Just this Tuesday, the Canadian government revised its international travel advisory, cautioning the 2SLGBTQ+ community that they might face discrimination upon visiting certain locations within the United States. Maclennan expresses his deep sympathy for the Pride communities residing in the States.

This warning comes on the heels of at least 18 American states passing laws that impose restrictions or outright bans on matters concerning the Pride community, such as prohibiting gender-affirming medical care for minors or teaching about sexual orientation in classrooms.

Marc Serré, Liberal MP for Nickel Belt, deems these measures regrettable but acknowledges that hate and discrimination remain ongoing problems that need to be addressed. “The government has to play a role,” insists Serré. He continues, emphasizing the importance of increasing education on these issues. He further reiterated Maclennan’s point that these bans are inherently discriminatory, noting, “Leaders have no business acting like that. […] We’re just looking for the right to exist.”
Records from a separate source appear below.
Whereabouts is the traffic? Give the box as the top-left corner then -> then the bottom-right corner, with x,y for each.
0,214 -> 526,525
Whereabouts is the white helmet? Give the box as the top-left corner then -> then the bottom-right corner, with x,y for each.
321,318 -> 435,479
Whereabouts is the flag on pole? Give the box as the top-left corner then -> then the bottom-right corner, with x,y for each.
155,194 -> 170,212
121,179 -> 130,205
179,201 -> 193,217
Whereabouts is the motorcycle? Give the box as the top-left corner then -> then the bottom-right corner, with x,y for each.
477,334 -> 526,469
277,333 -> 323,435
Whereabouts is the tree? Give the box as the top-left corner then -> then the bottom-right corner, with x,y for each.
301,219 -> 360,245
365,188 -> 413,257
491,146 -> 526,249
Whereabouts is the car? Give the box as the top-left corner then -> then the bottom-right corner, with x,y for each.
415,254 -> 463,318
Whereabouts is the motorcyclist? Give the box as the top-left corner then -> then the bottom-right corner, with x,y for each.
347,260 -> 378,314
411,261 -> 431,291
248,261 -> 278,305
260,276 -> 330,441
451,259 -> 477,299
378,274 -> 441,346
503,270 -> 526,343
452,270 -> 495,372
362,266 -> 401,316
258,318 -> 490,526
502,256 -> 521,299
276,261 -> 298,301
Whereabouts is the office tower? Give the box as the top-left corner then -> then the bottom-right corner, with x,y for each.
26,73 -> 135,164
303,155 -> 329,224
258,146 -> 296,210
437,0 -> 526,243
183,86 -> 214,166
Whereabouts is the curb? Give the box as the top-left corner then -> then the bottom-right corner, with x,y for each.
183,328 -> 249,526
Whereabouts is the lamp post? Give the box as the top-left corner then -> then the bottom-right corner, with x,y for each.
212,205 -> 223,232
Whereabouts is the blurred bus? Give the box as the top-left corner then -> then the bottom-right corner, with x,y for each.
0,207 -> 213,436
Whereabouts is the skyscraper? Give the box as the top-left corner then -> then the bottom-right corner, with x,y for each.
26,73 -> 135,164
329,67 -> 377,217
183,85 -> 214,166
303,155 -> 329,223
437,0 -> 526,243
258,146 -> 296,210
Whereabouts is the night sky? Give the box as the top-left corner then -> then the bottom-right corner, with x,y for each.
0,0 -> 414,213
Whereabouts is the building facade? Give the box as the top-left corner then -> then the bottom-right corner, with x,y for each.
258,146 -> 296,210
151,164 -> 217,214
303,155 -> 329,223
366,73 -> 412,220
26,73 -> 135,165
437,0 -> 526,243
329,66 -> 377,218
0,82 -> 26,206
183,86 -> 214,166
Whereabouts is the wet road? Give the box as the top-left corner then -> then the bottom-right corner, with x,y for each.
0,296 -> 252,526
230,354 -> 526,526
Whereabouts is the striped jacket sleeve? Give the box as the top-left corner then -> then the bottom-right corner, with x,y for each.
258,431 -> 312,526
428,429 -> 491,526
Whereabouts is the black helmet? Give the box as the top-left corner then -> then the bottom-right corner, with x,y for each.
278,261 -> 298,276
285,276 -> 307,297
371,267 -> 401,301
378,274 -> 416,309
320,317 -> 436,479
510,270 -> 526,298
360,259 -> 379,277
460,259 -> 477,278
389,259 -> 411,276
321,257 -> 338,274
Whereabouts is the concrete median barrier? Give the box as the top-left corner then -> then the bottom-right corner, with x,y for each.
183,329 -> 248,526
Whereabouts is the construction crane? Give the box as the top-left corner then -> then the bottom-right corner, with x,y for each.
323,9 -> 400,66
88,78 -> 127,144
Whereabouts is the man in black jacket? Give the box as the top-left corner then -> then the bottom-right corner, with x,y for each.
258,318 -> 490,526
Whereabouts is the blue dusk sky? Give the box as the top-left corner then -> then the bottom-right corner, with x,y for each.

Pointing out the ‘far right’ culture, it is observed that more than 500 anti-2SLGBTQ+ bills have been enacted by state-level lawmakers in the United States this year alone. Fierté Sudbury Pride vice-chair, Laur O’Gorman, believes the blame rests on the “far-right” laws and culture in America, claiming this has propagated hate and misinformation.

For O’Gorman, the issuance of the travel advisory isn’t a surprise. They denounce the spread of similar far-right attitudes in Canada and, importantly, underline their expectation of safety. “It should not be on us to see how safe it is to travel,” says O’Gorman, stating that safety is a universal right and not a privilege.

Without specifying states or specific laws, Global Affairs Canada issued its advisory. When probed about the matter on Tuesday, Deputy Prime Minister Chrystia Freeland maintained that the travel advisories issued by Global Affairs Canada only rely on insights from experts within the department who keep track of potential hazards. Freeland didn’t confirm whether discussions with President Joe Biden took place, but highlighted the pivotal nature of the U.S.-Canada relationship in the eyes of the government.